Some years ago, my mother called my sister ugly for not listening to Mother's driving directions. My sister cried for three days straight and for the first time in ages, stopped calling my mother every day. I would call Patsy and console her and finally admitted that I didn't get why she was so upset. I mean, I've been told how ugly I am often once a day since I was a small child. What's the big deal? It turns out, Mother had never called Patsy ugly, ever! And Patsy was so hurt. When she found out that this was commonplace to me, she cried even more, this time for me. It was one of those moments that made me so glad I have a sister to share this weird experience of growing up with the odd rules and volatile parent we both shared.

We both love being outdoors. We are both drawn to water, especially the ocean. We both love our cousins and fun we had at family outings.

We love going to the movies. I was always amazed at her "movie rules." It wasn't a movie if there wasn't a giant coke and popcorn involved. Me? I'd rather save the money to see another movie.

We both loved to laugh; at each other, at ourselves, at our crazy, practical joke loving family. There was lots of laughter.

Patsy always wanted a baby sister and she took the one she got with joy in her heart.

There is an old Indian proverb that goes, "I will pass this way again for I like myself when I'm with you."  That's what my sister did for me. She made it O.K. to just be.

The way we were...

6 comments:

Raising Addie said...

awwwwwwwwww... so sweet ♥

Lots of Luv & Kisses
Addie, Lucie, Hailey and Staci

Millie and Walter said...

My sister and I are much closer in age than you and your sister were, but you seem to have had a much closer relationship with your sister. You were lucky to have such a loving sister.

Cindy

Unknown said...

What a beautiful post!

Snowbrush said...

I have an older sister who would have been as important in my life as Patsy was in yours, but, alas, we never lived together. My mother had four children that grew up in three different households.

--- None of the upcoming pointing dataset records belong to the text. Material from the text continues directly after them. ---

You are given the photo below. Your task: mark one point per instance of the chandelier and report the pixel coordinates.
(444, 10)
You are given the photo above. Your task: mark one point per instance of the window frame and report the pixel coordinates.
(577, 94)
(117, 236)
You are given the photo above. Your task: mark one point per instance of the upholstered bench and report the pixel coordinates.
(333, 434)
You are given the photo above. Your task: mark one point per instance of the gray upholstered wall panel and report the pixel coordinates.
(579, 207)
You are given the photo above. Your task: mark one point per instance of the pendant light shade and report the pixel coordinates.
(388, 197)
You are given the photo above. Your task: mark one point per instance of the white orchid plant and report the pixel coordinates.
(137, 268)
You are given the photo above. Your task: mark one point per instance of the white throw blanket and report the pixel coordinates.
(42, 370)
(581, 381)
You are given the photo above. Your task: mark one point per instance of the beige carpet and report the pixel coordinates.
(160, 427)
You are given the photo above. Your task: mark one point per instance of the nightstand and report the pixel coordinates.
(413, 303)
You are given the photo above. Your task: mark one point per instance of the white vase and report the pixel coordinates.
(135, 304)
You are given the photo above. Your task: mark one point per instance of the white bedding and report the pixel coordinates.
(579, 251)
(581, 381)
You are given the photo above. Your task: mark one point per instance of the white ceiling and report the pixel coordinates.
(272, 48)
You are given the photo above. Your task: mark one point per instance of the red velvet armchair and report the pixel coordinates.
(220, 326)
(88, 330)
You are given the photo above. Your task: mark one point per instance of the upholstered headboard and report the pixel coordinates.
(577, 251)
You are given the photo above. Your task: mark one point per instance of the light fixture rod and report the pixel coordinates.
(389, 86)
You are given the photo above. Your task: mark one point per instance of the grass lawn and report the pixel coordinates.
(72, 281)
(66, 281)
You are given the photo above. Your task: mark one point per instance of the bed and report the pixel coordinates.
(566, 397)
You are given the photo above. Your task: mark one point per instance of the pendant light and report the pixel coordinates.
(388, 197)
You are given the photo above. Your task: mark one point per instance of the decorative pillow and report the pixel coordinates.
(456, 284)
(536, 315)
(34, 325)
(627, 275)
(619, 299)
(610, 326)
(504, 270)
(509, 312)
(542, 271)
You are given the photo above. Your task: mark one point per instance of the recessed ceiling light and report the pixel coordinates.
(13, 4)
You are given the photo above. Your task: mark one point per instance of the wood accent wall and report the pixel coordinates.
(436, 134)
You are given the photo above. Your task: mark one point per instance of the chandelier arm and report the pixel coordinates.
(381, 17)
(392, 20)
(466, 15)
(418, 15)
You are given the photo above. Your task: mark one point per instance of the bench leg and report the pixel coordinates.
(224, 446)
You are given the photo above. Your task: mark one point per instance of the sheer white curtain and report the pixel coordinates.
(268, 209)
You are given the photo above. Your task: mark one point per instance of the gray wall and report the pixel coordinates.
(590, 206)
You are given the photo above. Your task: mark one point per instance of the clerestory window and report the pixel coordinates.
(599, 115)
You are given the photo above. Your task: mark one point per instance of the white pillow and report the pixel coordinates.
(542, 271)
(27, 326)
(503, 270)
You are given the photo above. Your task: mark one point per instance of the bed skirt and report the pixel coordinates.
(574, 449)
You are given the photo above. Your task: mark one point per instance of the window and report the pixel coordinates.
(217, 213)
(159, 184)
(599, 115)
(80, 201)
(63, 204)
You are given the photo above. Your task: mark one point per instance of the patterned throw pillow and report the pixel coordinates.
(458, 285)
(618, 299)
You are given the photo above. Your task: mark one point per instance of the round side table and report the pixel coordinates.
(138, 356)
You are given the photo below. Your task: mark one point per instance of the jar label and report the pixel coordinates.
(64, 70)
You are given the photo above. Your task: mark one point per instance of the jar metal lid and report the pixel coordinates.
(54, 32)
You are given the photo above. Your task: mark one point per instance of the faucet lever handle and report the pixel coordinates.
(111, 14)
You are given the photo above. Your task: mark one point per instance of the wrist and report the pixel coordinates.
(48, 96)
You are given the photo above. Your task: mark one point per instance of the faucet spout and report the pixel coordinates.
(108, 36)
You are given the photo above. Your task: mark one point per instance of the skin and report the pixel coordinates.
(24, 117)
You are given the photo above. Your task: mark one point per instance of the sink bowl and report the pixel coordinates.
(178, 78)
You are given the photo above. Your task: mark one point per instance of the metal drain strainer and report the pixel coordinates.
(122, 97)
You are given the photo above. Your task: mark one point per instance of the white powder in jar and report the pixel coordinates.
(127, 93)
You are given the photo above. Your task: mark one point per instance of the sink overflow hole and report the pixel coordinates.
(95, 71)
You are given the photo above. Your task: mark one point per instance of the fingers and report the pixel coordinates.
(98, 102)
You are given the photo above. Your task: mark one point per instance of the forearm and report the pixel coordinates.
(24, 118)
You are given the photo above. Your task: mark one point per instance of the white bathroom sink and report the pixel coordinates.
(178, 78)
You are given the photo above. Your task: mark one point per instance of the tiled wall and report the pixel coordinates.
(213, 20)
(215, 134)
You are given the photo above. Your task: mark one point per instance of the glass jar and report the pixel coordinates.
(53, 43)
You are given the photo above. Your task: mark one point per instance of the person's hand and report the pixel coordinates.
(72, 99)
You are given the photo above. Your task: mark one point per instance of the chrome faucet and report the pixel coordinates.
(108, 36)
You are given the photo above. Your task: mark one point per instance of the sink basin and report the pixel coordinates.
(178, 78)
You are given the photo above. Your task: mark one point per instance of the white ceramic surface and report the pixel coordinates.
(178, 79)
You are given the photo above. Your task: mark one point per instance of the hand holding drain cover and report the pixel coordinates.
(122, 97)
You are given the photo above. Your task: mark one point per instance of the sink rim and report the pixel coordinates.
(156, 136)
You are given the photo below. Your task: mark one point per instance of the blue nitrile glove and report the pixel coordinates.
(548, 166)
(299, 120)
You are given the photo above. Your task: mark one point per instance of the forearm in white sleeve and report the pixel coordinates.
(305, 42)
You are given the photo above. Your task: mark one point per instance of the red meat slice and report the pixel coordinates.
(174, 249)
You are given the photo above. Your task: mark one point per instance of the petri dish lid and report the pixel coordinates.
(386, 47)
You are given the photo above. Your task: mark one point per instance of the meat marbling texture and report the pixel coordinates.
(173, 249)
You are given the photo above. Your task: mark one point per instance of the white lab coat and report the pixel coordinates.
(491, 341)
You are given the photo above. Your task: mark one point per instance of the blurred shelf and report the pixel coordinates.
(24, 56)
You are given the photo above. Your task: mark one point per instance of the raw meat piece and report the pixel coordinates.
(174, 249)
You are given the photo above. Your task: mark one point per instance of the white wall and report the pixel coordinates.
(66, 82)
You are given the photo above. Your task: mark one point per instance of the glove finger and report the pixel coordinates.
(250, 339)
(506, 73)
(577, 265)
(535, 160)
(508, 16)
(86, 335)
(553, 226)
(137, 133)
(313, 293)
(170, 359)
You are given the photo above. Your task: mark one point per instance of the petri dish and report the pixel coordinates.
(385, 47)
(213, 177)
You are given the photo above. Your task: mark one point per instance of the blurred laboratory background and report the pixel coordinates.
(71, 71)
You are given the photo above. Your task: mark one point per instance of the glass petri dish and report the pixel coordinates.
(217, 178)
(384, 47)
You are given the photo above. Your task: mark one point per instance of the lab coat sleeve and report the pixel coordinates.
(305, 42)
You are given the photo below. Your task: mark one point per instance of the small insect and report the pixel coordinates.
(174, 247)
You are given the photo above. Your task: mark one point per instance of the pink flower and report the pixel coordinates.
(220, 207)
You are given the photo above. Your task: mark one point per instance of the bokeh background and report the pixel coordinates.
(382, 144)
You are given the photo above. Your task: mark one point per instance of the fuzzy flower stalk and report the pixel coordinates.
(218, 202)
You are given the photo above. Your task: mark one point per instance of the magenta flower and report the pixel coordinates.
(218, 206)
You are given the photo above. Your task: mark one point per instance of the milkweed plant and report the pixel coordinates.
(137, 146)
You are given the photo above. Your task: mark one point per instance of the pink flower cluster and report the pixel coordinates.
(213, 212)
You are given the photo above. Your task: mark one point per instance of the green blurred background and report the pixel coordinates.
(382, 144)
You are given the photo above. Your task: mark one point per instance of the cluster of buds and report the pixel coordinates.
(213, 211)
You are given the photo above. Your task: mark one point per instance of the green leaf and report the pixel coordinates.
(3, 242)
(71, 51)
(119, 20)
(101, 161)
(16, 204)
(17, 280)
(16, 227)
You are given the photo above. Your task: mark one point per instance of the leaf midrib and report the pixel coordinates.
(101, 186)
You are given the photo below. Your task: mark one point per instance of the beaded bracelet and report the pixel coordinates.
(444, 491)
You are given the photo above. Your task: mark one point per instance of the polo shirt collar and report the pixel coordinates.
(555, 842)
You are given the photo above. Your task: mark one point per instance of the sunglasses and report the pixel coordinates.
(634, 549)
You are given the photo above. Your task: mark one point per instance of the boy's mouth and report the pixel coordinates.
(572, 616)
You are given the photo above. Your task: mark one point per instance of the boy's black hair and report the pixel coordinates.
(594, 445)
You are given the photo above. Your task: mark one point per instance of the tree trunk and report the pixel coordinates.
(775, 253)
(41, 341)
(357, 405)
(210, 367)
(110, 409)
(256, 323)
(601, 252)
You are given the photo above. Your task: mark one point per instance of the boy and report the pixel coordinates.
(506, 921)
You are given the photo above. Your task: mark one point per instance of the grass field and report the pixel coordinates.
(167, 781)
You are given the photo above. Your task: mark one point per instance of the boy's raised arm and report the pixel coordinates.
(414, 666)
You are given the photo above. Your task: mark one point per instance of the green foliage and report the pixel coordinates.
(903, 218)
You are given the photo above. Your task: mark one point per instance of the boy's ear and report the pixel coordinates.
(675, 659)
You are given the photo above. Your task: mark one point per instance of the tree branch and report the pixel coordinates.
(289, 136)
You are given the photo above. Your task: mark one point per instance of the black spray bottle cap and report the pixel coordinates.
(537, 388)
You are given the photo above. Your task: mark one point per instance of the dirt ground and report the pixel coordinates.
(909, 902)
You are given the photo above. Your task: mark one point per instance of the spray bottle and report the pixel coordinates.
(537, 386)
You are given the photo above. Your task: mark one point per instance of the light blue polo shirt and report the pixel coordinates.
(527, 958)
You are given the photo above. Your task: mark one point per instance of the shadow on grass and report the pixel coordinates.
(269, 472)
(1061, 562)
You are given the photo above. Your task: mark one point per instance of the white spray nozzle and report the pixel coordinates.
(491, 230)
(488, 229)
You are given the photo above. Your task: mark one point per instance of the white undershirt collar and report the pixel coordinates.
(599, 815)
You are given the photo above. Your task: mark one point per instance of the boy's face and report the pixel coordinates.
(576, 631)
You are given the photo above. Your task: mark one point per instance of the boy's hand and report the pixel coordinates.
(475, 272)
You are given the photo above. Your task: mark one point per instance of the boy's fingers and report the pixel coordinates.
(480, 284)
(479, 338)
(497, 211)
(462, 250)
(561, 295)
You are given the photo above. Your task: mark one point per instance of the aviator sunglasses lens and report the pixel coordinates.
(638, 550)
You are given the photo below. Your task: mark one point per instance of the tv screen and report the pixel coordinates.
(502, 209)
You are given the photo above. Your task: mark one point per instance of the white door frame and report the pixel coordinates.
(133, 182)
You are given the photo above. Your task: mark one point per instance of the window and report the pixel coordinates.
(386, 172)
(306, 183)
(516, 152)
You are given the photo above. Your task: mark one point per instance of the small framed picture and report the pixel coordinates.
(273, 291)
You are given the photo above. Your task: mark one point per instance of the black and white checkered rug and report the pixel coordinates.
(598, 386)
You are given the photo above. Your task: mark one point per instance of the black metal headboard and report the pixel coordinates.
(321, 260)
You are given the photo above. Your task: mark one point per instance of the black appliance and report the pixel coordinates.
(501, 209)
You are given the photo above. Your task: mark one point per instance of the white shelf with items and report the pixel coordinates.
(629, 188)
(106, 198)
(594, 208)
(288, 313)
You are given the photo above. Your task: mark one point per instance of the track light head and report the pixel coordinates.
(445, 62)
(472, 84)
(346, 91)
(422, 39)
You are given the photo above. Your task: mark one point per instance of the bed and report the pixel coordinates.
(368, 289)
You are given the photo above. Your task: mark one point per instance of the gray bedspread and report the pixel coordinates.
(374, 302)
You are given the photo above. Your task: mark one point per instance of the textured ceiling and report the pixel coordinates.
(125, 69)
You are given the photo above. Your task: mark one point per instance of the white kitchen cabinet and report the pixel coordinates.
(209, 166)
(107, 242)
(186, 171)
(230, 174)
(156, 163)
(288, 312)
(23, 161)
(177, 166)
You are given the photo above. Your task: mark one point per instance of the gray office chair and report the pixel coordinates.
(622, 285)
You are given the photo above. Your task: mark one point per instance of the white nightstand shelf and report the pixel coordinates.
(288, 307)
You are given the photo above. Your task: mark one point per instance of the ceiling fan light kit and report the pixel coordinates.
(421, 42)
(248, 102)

CreekHiker / HollysFolly said...

Snow, I've seen several of these sibling relationships so far apart in age now and the one thing I've learned is - IF the older sibling wants a relationship, it will most likely happen.

Snowbrush said...

"IF the older sibling wants a relationship, it will most likely happen."

I wish I had worked to have one with my younger sister. We never were close, and she hasn't spoken to me in 19 years due to her unhappiness over her father's will.